Train Dreams

Train Dreams is a novella that was first published in The Paris Review in 2002, but was then released as its own volume last year, and was a finalist for the Pulitzer Prize in Fiction that was not given. It's a lovely, lyrical look at the American frontier, and how nature both kills and is reborn.

The book concerns Robert Grainier. He's not sure where he came from: "His eldest cousin, a girl, said he'd come from northeast Canada and had spoken only French when they'd first seen him, and they'd had to whip the French out of him to get room for the English tongue. The other two cousins, both boys, said he was a Mormon from Utah. At so early an age it never occurred to him to find out from his aunt and uncle who he was."

Grainier only knows that he arrived by train in the Idaho panhandle in the 1880s. He grows up to marry and father a little girl, and they live in a cabin on the Moyea River. At the book's outset, he is working on a crew making a bridge across the Spokane River, and taking part in a mob trying to throw a Chinese worker to his death for allegedly stealing.

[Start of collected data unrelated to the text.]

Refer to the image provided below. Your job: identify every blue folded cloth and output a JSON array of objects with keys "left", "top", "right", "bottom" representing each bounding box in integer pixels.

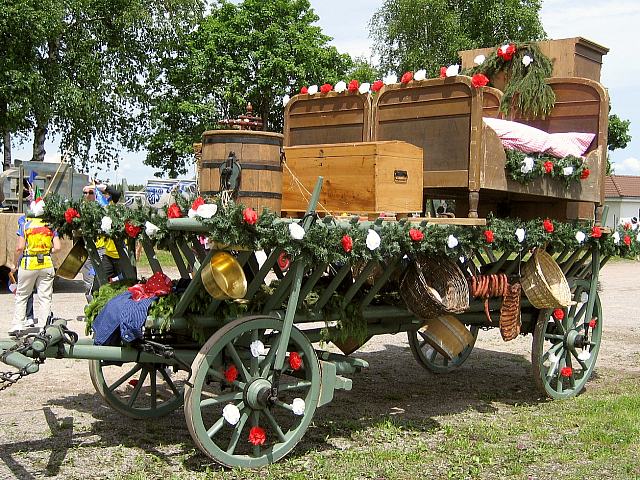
[{"left": 93, "top": 291, "right": 157, "bottom": 345}]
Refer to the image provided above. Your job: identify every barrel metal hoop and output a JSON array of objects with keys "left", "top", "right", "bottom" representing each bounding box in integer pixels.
[
  {"left": 203, "top": 136, "right": 282, "bottom": 146},
  {"left": 203, "top": 161, "right": 283, "bottom": 172},
  {"left": 201, "top": 190, "right": 282, "bottom": 199}
]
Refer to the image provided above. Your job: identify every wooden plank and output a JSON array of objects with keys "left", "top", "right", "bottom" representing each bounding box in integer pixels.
[
  {"left": 286, "top": 111, "right": 365, "bottom": 129},
  {"left": 406, "top": 217, "right": 487, "bottom": 226},
  {"left": 168, "top": 243, "right": 190, "bottom": 279},
  {"left": 424, "top": 170, "right": 469, "bottom": 187},
  {"left": 376, "top": 98, "right": 470, "bottom": 122}
]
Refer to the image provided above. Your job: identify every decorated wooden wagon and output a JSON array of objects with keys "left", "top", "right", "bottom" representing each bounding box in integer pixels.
[{"left": 1, "top": 37, "right": 638, "bottom": 469}]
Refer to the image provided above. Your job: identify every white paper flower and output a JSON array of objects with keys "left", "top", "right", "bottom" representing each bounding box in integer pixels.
[
  {"left": 250, "top": 340, "right": 266, "bottom": 358},
  {"left": 289, "top": 222, "right": 306, "bottom": 240},
  {"left": 383, "top": 74, "right": 398, "bottom": 85},
  {"left": 282, "top": 94, "right": 290, "bottom": 106},
  {"left": 414, "top": 69, "right": 427, "bottom": 81},
  {"left": 292, "top": 398, "right": 306, "bottom": 416},
  {"left": 473, "top": 54, "right": 486, "bottom": 65},
  {"left": 459, "top": 255, "right": 466, "bottom": 264},
  {"left": 578, "top": 349, "right": 592, "bottom": 361},
  {"left": 445, "top": 64, "right": 460, "bottom": 77},
  {"left": 30, "top": 199, "right": 45, "bottom": 217},
  {"left": 334, "top": 81, "right": 347, "bottom": 93},
  {"left": 145, "top": 221, "right": 160, "bottom": 238},
  {"left": 613, "top": 231, "right": 620, "bottom": 244},
  {"left": 562, "top": 166, "right": 574, "bottom": 176},
  {"left": 308, "top": 85, "right": 318, "bottom": 95},
  {"left": 222, "top": 404, "right": 241, "bottom": 425},
  {"left": 196, "top": 203, "right": 217, "bottom": 219},
  {"left": 188, "top": 208, "right": 198, "bottom": 218},
  {"left": 447, "top": 234, "right": 459, "bottom": 249},
  {"left": 101, "top": 216, "right": 113, "bottom": 234},
  {"left": 575, "top": 231, "right": 586, "bottom": 244},
  {"left": 366, "top": 229, "right": 381, "bottom": 250},
  {"left": 499, "top": 44, "right": 510, "bottom": 55},
  {"left": 358, "top": 82, "right": 371, "bottom": 94},
  {"left": 522, "top": 55, "right": 533, "bottom": 67},
  {"left": 520, "top": 156, "right": 534, "bottom": 174},
  {"left": 580, "top": 291, "right": 589, "bottom": 303},
  {"left": 515, "top": 228, "right": 526, "bottom": 243}
]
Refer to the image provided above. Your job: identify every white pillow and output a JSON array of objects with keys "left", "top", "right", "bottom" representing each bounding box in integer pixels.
[
  {"left": 483, "top": 117, "right": 551, "bottom": 154},
  {"left": 545, "top": 132, "right": 596, "bottom": 158}
]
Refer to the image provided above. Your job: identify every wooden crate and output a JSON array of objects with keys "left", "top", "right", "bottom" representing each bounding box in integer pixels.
[{"left": 282, "top": 141, "right": 423, "bottom": 214}]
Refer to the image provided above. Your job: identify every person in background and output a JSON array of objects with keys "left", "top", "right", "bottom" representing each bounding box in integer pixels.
[
  {"left": 96, "top": 184, "right": 123, "bottom": 284},
  {"left": 9, "top": 208, "right": 61, "bottom": 334},
  {"left": 79, "top": 185, "right": 98, "bottom": 302}
]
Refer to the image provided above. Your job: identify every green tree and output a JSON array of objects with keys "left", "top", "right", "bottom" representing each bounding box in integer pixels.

The Chinaman gets away, and Robert feels he has been cursed.

A forest fire wipes out his cabin and his family, but he moves back into it and anyway and rebuilds, watching the forest reclaim itself from the fire: "Animals had returned in what was left of the forest. As Grainier drove along in the wagon behind a wide, slow, sand-colored mare, clusters of orange butterflies expanded off the blackish purple piles of bear sign and winked and fluttered magically like leaves without trees."

A constant theme of Train Dreams is not only rebirth, but death. An old-timer who crawls into holes to detonate dynamite dies, but not as one would expect. Grainier finds a wounded man in a tree, who wants Grainier to tell his story. Grainier transports another man who has been shot by his own dog. An Indian gets run over by a train, his pieces covering a quarter mile of track.

Then there's a segment where Grainier encounters a "wolf-girl," a feral child seemingly raised by wolves. Who that child is not a surprise, but it is still a suspenseful, intriguing bit of writing.

The book is lovely, but since it really a super-long short story, it doesn't pack the emotional wallop of a novel. Grainier lives a long life (until the 1960s) but you can't get the arc of that life in such a short piece. Instead we see snatches of a life. The thing that is constant in his life are trains: "Now he slept soundly through the nights, and often he dreamed of trains, and often of one particular train. He was on it; he could smell the coal smoke; a world went by. And then he was standing in that world as the sound of the train died away."